DeepSeek-V4-Flash (MXFP4): compute buffer scales ~3x just from KV cache quant type (f16 vs q8_0) — anyone else seeing this? Llama.cpp
Bartowski's DeepSeek-V4-Flash-MXFP4 GGUF, llama.cpp build 9851 ( 0eca4d490 ), deepseek4 arch. Ran the same n_ctx = 10240 , same n_ubatch = n_batch = 8192 , flash attention on — only difference is -ctk / -ctv : Cache type Total KV cache (CUDA0) CUDA0 compute buffer
Why it matters
This story from Reddit r/LocalLLaMA is relevant to the Open Source branch of the AI ecosystem and may affect models, products, or research direction.
Technical breakdown
Bartowski's DeepSeek-V4-Flash-MXFP4 GGUF, llama.cpp build 9851 ( 0eca4d490 ), deepseek4 arch.
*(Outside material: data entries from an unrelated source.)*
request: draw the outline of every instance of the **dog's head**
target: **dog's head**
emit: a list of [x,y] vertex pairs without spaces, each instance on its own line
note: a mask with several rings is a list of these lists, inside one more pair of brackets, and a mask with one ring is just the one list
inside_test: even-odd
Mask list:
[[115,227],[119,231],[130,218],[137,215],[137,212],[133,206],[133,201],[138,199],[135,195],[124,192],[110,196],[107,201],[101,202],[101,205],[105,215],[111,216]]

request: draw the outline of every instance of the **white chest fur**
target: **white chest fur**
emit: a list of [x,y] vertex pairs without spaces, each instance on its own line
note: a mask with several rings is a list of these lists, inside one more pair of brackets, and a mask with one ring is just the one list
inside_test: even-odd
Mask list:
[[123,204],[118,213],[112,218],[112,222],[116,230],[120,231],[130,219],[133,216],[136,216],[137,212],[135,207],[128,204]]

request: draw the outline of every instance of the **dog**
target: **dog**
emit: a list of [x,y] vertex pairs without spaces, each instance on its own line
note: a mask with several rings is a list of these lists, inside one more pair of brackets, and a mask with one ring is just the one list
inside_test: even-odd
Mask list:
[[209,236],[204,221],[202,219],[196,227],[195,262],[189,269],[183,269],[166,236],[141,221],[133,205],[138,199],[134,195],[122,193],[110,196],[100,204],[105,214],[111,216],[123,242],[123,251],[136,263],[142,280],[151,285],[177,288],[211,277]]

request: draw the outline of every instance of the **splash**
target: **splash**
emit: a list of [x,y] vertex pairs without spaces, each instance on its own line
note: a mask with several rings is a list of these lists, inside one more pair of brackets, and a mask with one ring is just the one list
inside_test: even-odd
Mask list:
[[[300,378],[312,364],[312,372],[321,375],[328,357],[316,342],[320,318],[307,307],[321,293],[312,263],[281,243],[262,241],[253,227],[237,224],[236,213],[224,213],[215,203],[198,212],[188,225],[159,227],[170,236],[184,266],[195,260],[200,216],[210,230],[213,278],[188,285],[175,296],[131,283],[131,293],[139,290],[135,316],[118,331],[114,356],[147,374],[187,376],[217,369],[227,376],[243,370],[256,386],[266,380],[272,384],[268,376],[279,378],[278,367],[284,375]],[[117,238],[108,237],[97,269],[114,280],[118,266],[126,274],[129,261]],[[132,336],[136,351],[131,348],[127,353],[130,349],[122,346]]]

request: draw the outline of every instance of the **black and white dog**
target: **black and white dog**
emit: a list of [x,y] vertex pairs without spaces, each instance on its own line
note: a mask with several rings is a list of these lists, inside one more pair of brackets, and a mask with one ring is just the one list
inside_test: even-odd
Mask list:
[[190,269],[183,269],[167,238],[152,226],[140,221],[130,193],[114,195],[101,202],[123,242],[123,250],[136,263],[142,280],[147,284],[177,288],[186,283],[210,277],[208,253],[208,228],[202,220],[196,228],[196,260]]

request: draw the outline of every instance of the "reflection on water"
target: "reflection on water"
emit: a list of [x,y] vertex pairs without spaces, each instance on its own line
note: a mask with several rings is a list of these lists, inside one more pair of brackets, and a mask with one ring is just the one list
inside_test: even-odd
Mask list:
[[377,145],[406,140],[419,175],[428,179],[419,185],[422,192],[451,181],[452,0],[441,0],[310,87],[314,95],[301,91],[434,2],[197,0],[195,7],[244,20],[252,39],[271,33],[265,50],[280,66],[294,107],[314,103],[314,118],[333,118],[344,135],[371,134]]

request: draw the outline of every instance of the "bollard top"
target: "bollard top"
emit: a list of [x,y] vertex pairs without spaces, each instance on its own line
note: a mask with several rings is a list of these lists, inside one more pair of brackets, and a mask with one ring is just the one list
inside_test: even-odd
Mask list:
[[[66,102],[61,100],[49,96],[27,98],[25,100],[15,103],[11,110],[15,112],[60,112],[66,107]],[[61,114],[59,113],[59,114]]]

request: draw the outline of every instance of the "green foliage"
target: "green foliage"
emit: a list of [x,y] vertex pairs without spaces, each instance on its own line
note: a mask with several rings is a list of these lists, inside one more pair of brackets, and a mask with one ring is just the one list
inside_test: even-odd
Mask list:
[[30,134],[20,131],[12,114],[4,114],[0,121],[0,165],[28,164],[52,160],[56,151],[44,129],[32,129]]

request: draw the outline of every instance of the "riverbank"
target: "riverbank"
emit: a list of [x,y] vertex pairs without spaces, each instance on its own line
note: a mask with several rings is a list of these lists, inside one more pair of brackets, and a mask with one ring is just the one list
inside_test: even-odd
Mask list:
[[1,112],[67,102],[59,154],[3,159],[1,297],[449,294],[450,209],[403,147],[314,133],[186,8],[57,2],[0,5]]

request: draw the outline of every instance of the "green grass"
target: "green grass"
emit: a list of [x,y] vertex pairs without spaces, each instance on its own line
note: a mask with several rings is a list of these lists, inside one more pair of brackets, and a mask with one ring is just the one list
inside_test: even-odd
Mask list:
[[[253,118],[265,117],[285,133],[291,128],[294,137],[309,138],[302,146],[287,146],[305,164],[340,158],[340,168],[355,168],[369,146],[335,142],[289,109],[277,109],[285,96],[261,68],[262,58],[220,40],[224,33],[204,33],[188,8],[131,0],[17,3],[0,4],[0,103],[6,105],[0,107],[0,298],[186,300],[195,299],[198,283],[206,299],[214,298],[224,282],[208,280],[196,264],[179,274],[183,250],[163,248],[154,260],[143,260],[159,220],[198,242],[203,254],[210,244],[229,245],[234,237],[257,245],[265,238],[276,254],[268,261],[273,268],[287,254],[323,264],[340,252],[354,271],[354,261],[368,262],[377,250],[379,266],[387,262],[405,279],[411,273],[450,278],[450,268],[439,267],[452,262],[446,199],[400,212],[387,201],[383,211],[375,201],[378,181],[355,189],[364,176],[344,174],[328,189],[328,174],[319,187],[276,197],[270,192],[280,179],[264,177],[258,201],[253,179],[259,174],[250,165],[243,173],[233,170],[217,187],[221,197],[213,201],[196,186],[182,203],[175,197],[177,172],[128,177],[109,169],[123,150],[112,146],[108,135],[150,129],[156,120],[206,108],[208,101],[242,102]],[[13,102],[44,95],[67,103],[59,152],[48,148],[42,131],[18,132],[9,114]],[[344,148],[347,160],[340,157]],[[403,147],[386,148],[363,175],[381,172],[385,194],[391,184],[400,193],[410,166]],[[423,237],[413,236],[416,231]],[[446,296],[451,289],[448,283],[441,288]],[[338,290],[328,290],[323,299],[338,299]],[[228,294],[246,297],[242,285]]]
Ran the same n_ctx = 10240 , same n_ubatch = n_batch = 8192 , flash attention on — only difference is -ctk / -ctv : Cache type Total KV cache (CUDA0) CUDA0 compute buffer
Business impact
Watch for product launches, funding moves, or policy shifts tied to this headline.